While we talk about the “community of the baptized” and the “priesthood of all believers,” I still don’t think a parish can thrive without strong clergy leadership. Yes, it takes an entire congregation working together with a common mission for sustainable, long-term growth and vitality but a lack of clergy leadership can do irreparable damage to a congregation. Some priests are natural leaders but I think leadership skills can also be learned and if we’re not focusing on leadership skills in the training of clergy we’re failing the people of God.

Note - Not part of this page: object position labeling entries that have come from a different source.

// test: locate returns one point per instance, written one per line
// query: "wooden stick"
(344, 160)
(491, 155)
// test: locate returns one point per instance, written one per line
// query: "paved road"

It’s not enough of a mission to proclaim “Services at 8 & 10 am” and “All are welcome.” Yet that’s precisely what so many of our parishes do. In this spiritual environment, opening the doors a couple times a week isn’t a compelling reason for people to enter — and they won’t. A passive approach to church growth that expects people to come in and stay because “we’re friendly” is no longer viable. It’s one thing to open the front doors and wait for people to show up. It’s quite another to fling the doors open wide in welcome and actively invite people into vibrant community. Congregations that don’t actively seek to share the Good News of the Gospel with others will eventually whither away. Even the True Vine needs some occasional pruning.
Thus, while no one wants to see a church close, I also don’t have a problem with it. Not because it isn’t painful and emotionally gut-wrenching for those involved but because I believe in Resurrection. Sometimes death must occur in order for Resurrection to take root — and that’s the truth at the heart of the Christian faith.
Okay, I’ll say one thing about the liturgy; I can’t help myself. I won’t go into details since I don’t really get it but a thing (spool?) of yarn was involved. It started at the front of the congregation and then wound around to every person before returning to the front. Then we sang “The Tie that Binds.” Interconnectedness? Knitting a scarf? I’m not sure.
I do wish the best for the few remaining parishioners at Trinity, Weymouth. I pray they will eventually feel the power of the Resurrection through this experience of congregational death. And that they will soon find a parish out of which they can continue to live out their baptismal vows.